Let that sink in. For decades, we've built software on the idea of creating stable, reusable libraries and abstractions that last for years. Karpathy is suggesting a future where code is more like disposable scaffolding, generated by an AI for a specific task and then thrown away.
This creates a massive strategic question for every company. Does it still make sense to buy expensive, rigid software platforms for your internal tools? Or should you empower your teams to "vibe-code" their own custom, disposable tools that perfectly fit their needs for a fraction of the cost?
The Hidden Danger: When AIs Don't Agree with Humans
Remember how the AI council loved GPT-5.1's wordy answers, but Karpathy, the human, preferred Gemini's concise ones? This isn't just a fun fact; it's a critical warning.
It shows that AI models might have their own built-in biases about what a "good" answer looks like. They might prefer long, detailed, and confident-sounding responses, even if a human just wants a quick, accurate one.
As more companies start using "LLM-as-a-Judge" systems to automatically rate the quality of their own AI bots, this becomes a huge problem. Your internal metrics could show that your AI is performing brilliantly (because the AI judge loves its wordy answers), while your actual customers are getting more and more frustrated. Karpathy’s little experiment shows that relying only on AI to grade other AIs is a recipe for getting dangerously out of sync with your users.

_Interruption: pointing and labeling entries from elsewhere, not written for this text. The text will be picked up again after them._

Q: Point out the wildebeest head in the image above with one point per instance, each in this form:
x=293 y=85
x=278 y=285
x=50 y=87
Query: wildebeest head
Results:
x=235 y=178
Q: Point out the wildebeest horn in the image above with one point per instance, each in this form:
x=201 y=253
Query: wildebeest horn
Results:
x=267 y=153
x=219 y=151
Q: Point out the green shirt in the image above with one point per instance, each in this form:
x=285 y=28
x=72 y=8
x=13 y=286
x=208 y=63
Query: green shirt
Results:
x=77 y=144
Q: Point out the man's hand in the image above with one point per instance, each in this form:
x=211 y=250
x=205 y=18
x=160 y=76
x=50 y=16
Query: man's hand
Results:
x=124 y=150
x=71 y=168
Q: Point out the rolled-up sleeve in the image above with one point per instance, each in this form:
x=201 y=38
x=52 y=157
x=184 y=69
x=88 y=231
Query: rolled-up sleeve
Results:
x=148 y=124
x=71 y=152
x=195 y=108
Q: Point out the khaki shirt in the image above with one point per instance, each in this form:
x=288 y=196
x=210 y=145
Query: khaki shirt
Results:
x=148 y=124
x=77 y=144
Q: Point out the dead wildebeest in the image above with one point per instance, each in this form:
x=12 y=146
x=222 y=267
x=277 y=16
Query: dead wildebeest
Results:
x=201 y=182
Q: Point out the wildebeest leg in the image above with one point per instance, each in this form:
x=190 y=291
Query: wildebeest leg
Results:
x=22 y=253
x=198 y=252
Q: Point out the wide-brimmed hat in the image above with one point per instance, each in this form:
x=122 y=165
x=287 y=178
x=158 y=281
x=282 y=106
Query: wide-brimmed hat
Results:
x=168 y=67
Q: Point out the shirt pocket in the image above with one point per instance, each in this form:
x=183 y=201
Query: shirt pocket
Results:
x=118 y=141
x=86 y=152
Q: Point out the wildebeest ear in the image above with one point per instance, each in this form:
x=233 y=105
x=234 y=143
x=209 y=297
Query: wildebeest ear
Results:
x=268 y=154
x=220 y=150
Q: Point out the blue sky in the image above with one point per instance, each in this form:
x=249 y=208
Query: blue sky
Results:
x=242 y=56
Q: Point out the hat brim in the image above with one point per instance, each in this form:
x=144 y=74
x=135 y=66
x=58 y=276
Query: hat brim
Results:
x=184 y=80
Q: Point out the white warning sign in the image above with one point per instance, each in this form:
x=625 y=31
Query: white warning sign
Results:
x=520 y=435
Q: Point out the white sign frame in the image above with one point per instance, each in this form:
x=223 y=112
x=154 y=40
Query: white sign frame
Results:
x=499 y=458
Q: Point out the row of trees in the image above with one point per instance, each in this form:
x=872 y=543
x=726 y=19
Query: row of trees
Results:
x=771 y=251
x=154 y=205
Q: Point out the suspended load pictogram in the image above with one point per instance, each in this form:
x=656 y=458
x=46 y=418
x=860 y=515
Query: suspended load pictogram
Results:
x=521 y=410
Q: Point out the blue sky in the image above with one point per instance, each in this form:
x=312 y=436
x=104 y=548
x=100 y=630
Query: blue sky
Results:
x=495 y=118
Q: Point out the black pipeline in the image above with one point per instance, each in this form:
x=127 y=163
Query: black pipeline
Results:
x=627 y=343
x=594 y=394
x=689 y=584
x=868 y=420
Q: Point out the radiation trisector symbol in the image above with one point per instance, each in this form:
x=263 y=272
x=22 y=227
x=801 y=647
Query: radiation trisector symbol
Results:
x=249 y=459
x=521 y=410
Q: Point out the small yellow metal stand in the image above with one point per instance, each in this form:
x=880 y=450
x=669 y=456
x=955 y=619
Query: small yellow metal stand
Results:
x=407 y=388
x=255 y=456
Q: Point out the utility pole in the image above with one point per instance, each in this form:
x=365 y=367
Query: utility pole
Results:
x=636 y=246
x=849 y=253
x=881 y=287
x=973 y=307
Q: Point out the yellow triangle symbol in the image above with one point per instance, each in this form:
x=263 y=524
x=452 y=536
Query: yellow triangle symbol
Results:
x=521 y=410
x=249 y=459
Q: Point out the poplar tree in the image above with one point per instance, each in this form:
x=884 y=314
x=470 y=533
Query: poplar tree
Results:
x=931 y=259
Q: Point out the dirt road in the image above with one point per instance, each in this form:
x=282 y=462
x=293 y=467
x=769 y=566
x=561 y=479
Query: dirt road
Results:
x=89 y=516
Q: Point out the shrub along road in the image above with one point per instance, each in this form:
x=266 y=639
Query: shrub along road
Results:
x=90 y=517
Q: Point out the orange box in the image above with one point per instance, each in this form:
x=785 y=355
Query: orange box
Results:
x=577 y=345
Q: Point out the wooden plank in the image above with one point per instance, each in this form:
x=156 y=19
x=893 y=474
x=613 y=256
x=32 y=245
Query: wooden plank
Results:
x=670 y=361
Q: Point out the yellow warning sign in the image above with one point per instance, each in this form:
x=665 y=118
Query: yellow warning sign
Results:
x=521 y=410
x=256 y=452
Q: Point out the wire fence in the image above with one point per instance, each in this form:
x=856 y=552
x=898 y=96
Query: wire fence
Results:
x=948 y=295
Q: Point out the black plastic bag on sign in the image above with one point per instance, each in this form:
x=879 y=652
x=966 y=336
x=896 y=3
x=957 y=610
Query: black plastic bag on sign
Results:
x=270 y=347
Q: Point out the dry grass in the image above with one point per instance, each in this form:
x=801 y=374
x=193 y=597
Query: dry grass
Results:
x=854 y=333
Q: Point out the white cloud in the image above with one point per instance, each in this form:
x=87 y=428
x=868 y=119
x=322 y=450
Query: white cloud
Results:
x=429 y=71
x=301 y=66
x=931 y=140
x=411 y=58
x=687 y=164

What We Can All Learn from a Weekend Hack
In the end, Karpathy's LLM Council is like a Rorschach test. A hobbyist sees a cool toy. An AI vendor sees a threat that proves their core tech can be replicated over a weekend.
But if you're a technology leader, you should see it for what it really is: a reference architecture. It demystifies the AI orchestration layer and shows us that the hard part isn't connecting the models. The real challenge is building the governance, security, and reliability around them.
As you and your team start planning your tech strategy for 2026, you'll probably find yourselves looking at projects just like this one. Not to copy the code, but to understand the blueprint. It proves that a multi-model AI strategy is within reach for everyone. The only question is whether you’ll build that enterprise-grade armor yourself, or pay someone to wrap it around the "vibe code" for you.